Kunstkredit-Ausstellung geplant

Doch auch der Leiter des Palazzo, Niggi Messerli, und die Direktorin des Kunsthauses Baselland, Ines Goldbach, bedauern den Abbau beim Kunstkredit. Messerli plant nun für kommenden Frühling eine Ausstellung, die sich aus Kunstkredit-Werken vieler Jahrzehnte zusammensetzt. Er will zeigen, wie wertvoll «das historische Gedächtnis des Kantons» ist. Ines Goldbach befürchtet, dass Künstler dem Kanton den Rücken kehren könnten und macht sich Sorgen um «das kreative Potenzial unserer Gesellschaft», das der Kunstkredit gezielt fördere. «Die Kunst verschwindet nicht in den Depots.

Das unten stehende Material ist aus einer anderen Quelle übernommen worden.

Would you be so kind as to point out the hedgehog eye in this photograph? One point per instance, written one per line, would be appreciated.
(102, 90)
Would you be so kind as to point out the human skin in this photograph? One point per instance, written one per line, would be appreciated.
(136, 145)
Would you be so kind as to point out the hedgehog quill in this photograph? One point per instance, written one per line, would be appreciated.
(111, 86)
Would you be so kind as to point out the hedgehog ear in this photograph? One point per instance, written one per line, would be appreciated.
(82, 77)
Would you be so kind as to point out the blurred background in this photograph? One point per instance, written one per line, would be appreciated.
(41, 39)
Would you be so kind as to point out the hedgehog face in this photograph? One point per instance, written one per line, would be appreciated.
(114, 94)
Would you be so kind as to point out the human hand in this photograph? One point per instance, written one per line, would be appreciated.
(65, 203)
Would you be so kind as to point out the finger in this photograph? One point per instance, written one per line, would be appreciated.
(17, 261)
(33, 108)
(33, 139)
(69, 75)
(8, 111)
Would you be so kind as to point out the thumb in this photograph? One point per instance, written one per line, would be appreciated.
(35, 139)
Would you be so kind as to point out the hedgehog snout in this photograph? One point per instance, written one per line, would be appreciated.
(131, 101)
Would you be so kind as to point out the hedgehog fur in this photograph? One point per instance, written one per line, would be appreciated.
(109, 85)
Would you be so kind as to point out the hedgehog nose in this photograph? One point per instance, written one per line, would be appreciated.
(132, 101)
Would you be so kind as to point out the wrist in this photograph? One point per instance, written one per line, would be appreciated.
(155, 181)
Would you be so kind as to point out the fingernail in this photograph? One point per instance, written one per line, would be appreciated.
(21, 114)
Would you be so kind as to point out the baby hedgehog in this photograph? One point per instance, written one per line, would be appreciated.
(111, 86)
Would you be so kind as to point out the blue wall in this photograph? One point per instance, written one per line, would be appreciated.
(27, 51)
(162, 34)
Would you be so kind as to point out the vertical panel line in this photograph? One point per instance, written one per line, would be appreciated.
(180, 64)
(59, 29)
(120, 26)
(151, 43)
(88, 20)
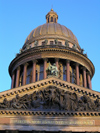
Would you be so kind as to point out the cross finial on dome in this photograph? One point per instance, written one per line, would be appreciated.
(52, 16)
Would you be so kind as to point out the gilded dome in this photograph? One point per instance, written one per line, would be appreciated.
(51, 30)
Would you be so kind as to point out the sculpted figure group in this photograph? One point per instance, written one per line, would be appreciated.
(52, 98)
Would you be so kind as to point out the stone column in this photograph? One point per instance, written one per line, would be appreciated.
(17, 76)
(89, 81)
(34, 71)
(12, 82)
(45, 65)
(57, 62)
(25, 73)
(77, 73)
(68, 71)
(84, 78)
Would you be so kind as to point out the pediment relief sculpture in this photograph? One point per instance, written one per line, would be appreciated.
(52, 98)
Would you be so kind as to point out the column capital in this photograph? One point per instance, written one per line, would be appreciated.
(77, 64)
(57, 59)
(45, 59)
(18, 68)
(26, 64)
(84, 68)
(34, 61)
(68, 61)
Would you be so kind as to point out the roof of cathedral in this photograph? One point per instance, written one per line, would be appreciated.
(51, 29)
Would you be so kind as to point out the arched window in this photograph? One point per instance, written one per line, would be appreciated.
(48, 20)
(29, 75)
(21, 79)
(64, 72)
(51, 19)
(73, 75)
(41, 72)
(15, 80)
(55, 20)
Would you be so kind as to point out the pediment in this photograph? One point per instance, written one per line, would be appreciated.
(50, 95)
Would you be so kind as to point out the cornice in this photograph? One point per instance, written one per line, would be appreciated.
(48, 113)
(39, 53)
(27, 89)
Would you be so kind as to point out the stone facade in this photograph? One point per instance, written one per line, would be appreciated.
(51, 87)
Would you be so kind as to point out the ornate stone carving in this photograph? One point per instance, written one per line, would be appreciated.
(52, 98)
(74, 46)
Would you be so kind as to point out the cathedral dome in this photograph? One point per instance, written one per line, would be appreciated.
(51, 30)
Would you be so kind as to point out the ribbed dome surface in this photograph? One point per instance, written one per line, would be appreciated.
(51, 30)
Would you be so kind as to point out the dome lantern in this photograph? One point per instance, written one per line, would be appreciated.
(51, 17)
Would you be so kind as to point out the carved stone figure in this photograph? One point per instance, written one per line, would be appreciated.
(74, 46)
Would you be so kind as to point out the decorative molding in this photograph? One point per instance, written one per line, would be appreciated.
(46, 82)
(40, 52)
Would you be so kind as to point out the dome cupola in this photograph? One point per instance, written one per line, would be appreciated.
(51, 17)
(55, 48)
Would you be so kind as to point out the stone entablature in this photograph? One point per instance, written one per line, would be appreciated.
(71, 55)
(28, 89)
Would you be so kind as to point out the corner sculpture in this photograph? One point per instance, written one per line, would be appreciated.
(52, 70)
(52, 98)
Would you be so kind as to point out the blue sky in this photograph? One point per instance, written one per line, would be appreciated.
(19, 17)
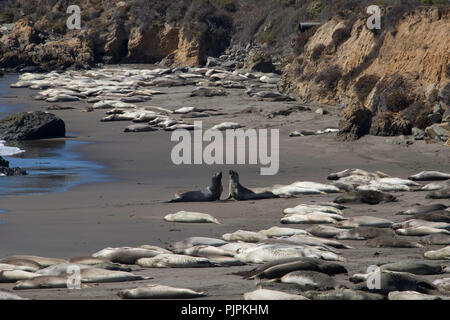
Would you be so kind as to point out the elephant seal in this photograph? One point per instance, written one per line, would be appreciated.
(9, 296)
(175, 261)
(420, 231)
(125, 255)
(211, 193)
(411, 295)
(192, 217)
(365, 221)
(8, 276)
(441, 254)
(433, 239)
(429, 176)
(439, 194)
(400, 281)
(391, 242)
(299, 264)
(363, 233)
(266, 294)
(365, 196)
(156, 291)
(42, 261)
(239, 192)
(42, 282)
(343, 294)
(423, 209)
(96, 275)
(195, 241)
(310, 280)
(415, 267)
(435, 216)
(280, 232)
(243, 235)
(325, 231)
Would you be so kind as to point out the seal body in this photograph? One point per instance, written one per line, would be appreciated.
(211, 193)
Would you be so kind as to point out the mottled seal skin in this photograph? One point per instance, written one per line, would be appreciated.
(388, 241)
(310, 280)
(400, 281)
(343, 294)
(415, 267)
(303, 264)
(365, 196)
(211, 193)
(436, 239)
(439, 194)
(239, 192)
(435, 216)
(429, 176)
(424, 209)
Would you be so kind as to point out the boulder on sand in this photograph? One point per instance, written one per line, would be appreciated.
(31, 125)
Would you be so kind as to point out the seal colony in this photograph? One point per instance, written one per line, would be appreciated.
(291, 263)
(311, 258)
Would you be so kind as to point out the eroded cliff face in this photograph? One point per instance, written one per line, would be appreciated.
(411, 56)
(399, 73)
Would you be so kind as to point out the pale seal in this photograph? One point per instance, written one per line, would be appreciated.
(439, 194)
(211, 193)
(266, 294)
(156, 291)
(310, 280)
(430, 175)
(239, 192)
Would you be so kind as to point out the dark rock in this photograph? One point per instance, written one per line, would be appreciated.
(389, 124)
(354, 123)
(212, 62)
(438, 132)
(434, 118)
(444, 94)
(31, 125)
(418, 134)
(259, 61)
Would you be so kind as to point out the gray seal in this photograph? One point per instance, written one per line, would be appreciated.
(239, 192)
(439, 194)
(211, 193)
(365, 196)
(424, 209)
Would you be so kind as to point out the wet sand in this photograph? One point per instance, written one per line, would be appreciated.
(128, 210)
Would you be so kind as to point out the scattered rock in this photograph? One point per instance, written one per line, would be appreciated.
(418, 134)
(354, 123)
(31, 125)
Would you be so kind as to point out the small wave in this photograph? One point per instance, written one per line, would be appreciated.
(8, 151)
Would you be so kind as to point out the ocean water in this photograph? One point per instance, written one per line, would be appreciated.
(53, 165)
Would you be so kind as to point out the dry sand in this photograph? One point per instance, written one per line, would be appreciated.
(128, 210)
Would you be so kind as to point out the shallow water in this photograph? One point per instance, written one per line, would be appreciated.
(52, 165)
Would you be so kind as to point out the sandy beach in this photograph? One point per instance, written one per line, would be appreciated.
(128, 210)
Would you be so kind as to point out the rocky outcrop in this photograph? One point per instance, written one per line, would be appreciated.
(25, 46)
(354, 123)
(31, 125)
(386, 71)
(5, 170)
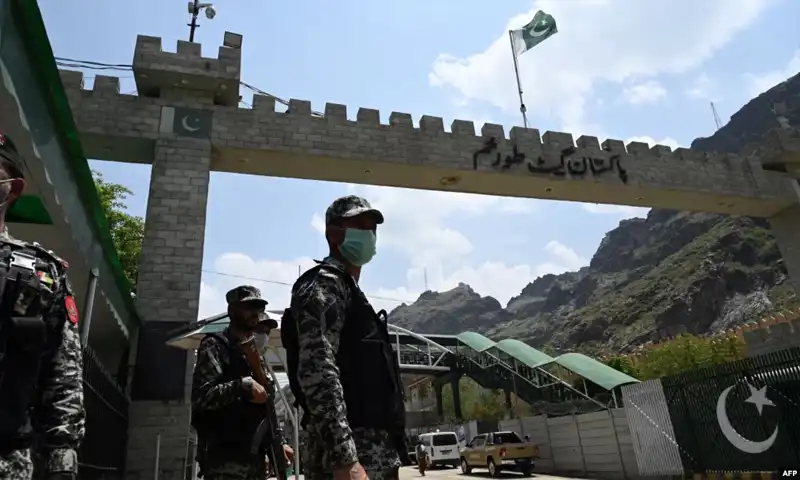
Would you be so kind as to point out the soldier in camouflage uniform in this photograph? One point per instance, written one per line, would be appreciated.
(228, 404)
(321, 300)
(40, 351)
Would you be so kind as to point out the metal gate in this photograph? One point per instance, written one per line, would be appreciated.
(102, 453)
(742, 416)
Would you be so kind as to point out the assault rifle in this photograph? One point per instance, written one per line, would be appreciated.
(267, 427)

Es wird aktiv mit ihr verfahren und: Sie kann wirken – in den Foyers, in den Büros, an Orten, an denen gearbeitet, gedacht, geplant, gelebt wird. Wenn man an dieses Potenzial der Kunst glaubt, dann müssen wir alle alles dafür tun, dass dieses Instrument ernst genommen und sogar noch stärker aktiviert wird.»

Das Depot ist voll

Zwar sind nur 30 Prozent dieser Kunstwerke in Depots gelagert, doch sind diese zum Bersten voll – nicht nur mit Kunst, sondern mit all den anderen Objekten, die der Kanton und seine Museen so sammeln. Monica Gschwind schreibt: «Die Sistierung der Ankäufe steht ausserdem im Zusammenhang mit der ungenügenden Depotsituation und der minimalen Möglichkeiten der kuratorischen Betreuung der Sammlung. Die zwischenzeitliche Sistierung soll die Möglichkeit schaffen, Klärung in dieser Sache zu erreichen.»

Ist also zu wenig Platz im Depot– ein Umstand, der Jahre vorher berechnet werden kann – ein gewichtiger Grund, weshalb die Sammlungstätigkeit gestoppt wird? Reto Marti, Leiter der Abteilung Archäologie und Museum BL, relativiert: «Sammlungskonzepte sind entscheidend, nicht der Platzbedarf.» Wegen der Finanzknappheit des Kantons stünden mögliche Depotprojekte zwar in der Warteschleife, doch fände man notfalls sicher Räume, die sich hinzumieten liessen.

Kommenden Mittwochnachmittag werden Kulturschaffende vor dem Liestaler Regierungsgebäude demonstrieren. Drinnen wird der Landrat das Budget verhandeln. Ein Postulat verlangt, dass 2016 kein Rappen an der Kultur gespart wird. Die Fachkommission Kunst schlägt alternativ vor, dass bei ihnen nur um 40 000 Franken gekürzt werden soll. Sie hofft, dass jemand diesen Änderungsantrag einbringt.

Kulturdirektorin Monica Gschwind hat sich derweil ein Werk für ihr Büro ausgesucht: «Tidal Tales, Ropes and Snails» von Maria Magdalena Z’Graggen.